Kermit Snelson wrote:
> Patronage is an affair of the élite.  If their employees,
> the intellectuals, have higher prestige among the "common people" in
> Europe than they do in the USA, that is probably because titled nobility
> and aristocracy are still present there as they are not in the USA,
> which was in fact founded by a revolution against that sort of thing.

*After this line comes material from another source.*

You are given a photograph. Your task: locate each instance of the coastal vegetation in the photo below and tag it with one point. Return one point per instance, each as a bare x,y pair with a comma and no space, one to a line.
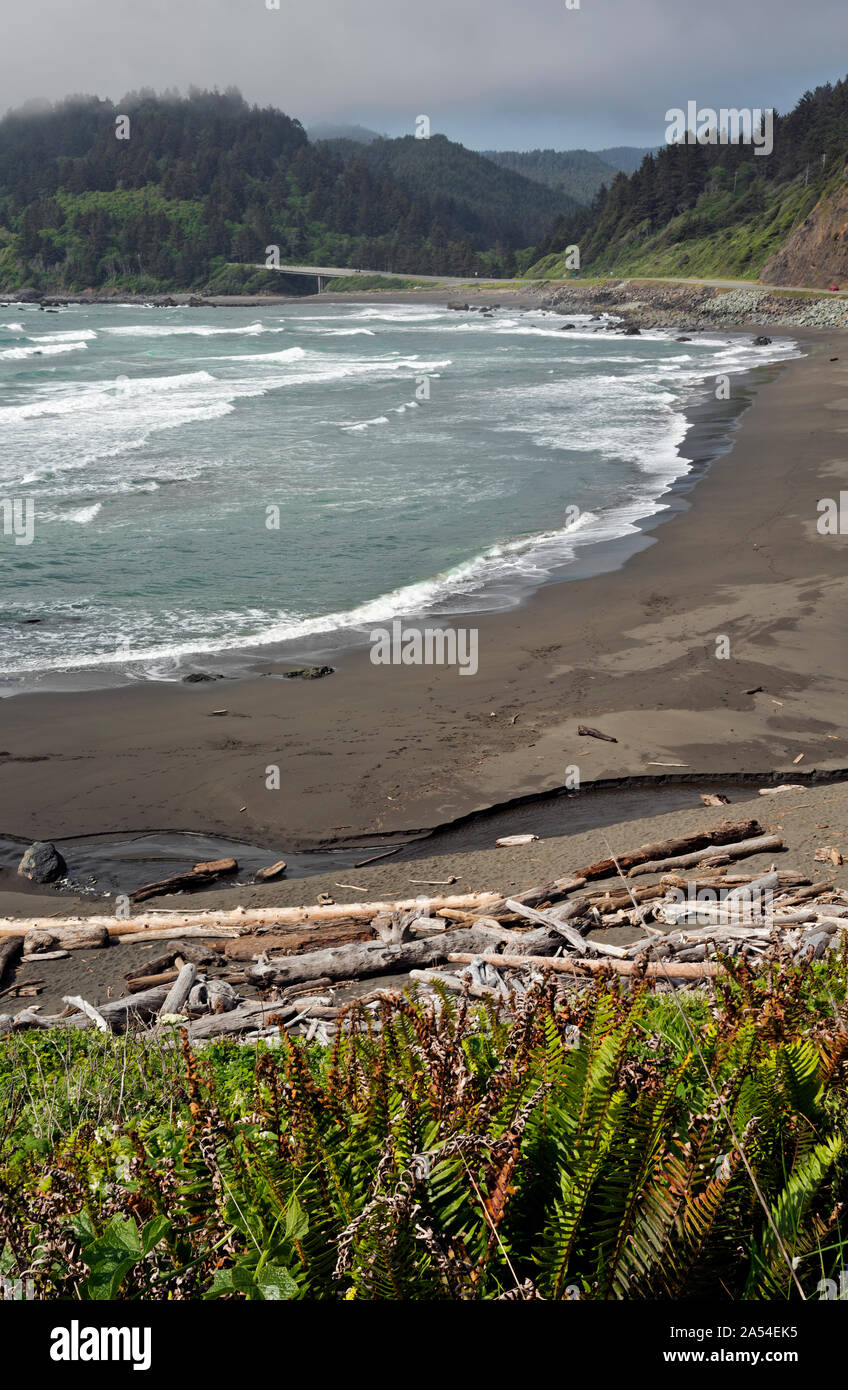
712,210
601,1143
178,193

It seems strange to characterise the American revolution as an effort to 
eliminate the privileges of elites, since it was conducted by the 
wealthiest men in the colonies.

By contrast, the King of Yugoslavia surrendered in 1944 to communist 
partisans, whose leader, Tito, came from a peasant family.  Yet when my 
Croatian friends talk about the education they received in Yugoslavia in 
the 1970s and 80s, it sounds much like what exists in Western Europe 
today: it was taken for granted that the judgement and opinions of 
students were vastly inferior to those of professors.  Until 1987, free 
university education was available to anyone who could pass the 
requisite exams.  And despite a certain amount of censorship, it seems 
that intellectual life flourished.

In France, I think it's safe to say that high intellectual standards are 
widely considered to be a key element of *republican* (i.e. democratic) 
principles, and are strongly associated with the Englightenment 
intellectuals who are seen as having inspired the 1789 revolution.